You are only resting or stretching.

This is another error I see people making all the time. Instead of getting back to activity by slowly progressing back, you might be thinking that resting it for a few weeks and adding in some stretching is going to solve the issue. 

You might have met some people that have found relief this way, however, in my experience working with clients like this, it often comes back as the underlying problem wasn’t solved.

If your bicep tendon is not prepared for the higher amount of load that you put through it, it’s at an increased risk of developing some pain/discomfort. 

Think about it. If you go and run 10 miles, but you haven’t run at all for several years, that’s probably going to feel terrible. You might even injure yourself as your body isn’t ready for the load. 

And then the opposite of that; what if you ran 10 miles every week and you’d been doing it for years? You’d likely have a much lower likelihood of developing any issues as your bones, ligaments, muscle, and tendons have adapted to the stress that you are placing on your body. 

So the takeaway here is that you likely do want to rest a couple of days, and stretching is fine, however, you’ll want to add load and build up the muscle and tendon for a longer-term solution. 

Reason #3

You are choosing the wrong exercise to perform.

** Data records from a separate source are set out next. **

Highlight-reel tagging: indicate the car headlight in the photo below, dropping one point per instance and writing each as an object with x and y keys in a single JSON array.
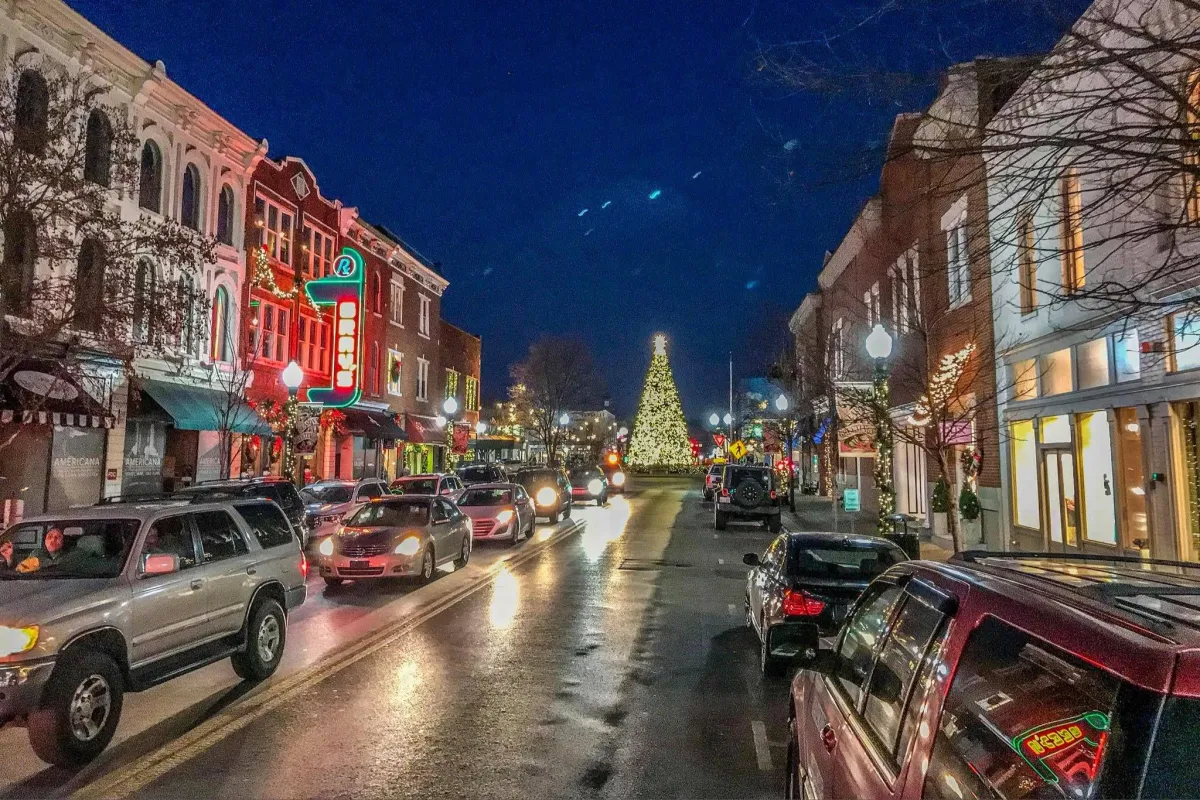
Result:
[
  {"x": 408, "y": 547},
  {"x": 17, "y": 639}
]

My first recommendation is to start with bicep curls and to see how they feel. You might think it sounds strange to do bicep curls when you have bicep tendonitis or a bicep muscle strain, but, this has been shown to be very effective in reducing symptoms. 

Our tendons and muscles were built to transmit mechanical energy (load) and they generally like it when they are asked to work. 

If you’re mainly doing stretching exercises without any “activation,” or resistance training exercises then you are likely missing the boat. Hence why it’s taking so long to get better. 

It’s also possible that you keep overexerting even when you are choosing the right exercises. So, make sure to start light and then work your way up to tolerance. 

It’s completely acceptable to choose heavier weights to start with if you are comfortable with that. 

Personally, I like to find the heaviest weight possible that is tolerable and then work with that so that I don’t have to do 20+ reps. 

Bonus Reason

It’s not your bicep tendon.

It’s very possible that if it’s been several months and you feel like you’ve been doing everything right that it could be a SLAP tear or something else. 

I’ve written about SLAP tears and you can read more about them through the link in this sentence. 

SLAP tears are more common in overhead athletes and sometimes will require surgery. 

If you have been trying to fix this on your own and still aren’t making progress, I’d recommend working with a physical therapist skilled in shoulder injuries. 

Worried About Surgery?

Read this article about if surgery is ever an option for bicep tendonitis and SLAP tears to learn more!

Should You Massage For Biceps Tendonitis?

Deep friction massage is not recommended for a tendon injury, however light massage should be fine.

Newer data keeps coming out and it’s unlikely that you’ll do any lasting damage with a deep friction massage however the research hasn’t shown it to be that effective in treating symptoms.

Everyone responds differently to treatment so it’s worthwhile to test out different techniques for you and see if they work.

Any type of massage, ice/heat, etc, is likely just a temporary fix, a symptom modifier that can help to make the recovery process tolerable.

To get the complete scoop on current concepts in tendon rehab I’d recommend watching this video by world renowned tendon researcher, Dr. Jill Cook.

Key Takeaways

  • Stop doing activities that aggravate it. You don’t need to stop these forever, just until you can get symptoms under control.
  • Don’t rest and stretch for weeks hoping it’s going to magically fix the issue. 
  • DO start strength training and implement specific exercises like bicep curls, bent-over rows, and others that can directly load the bicep and bicep tendon.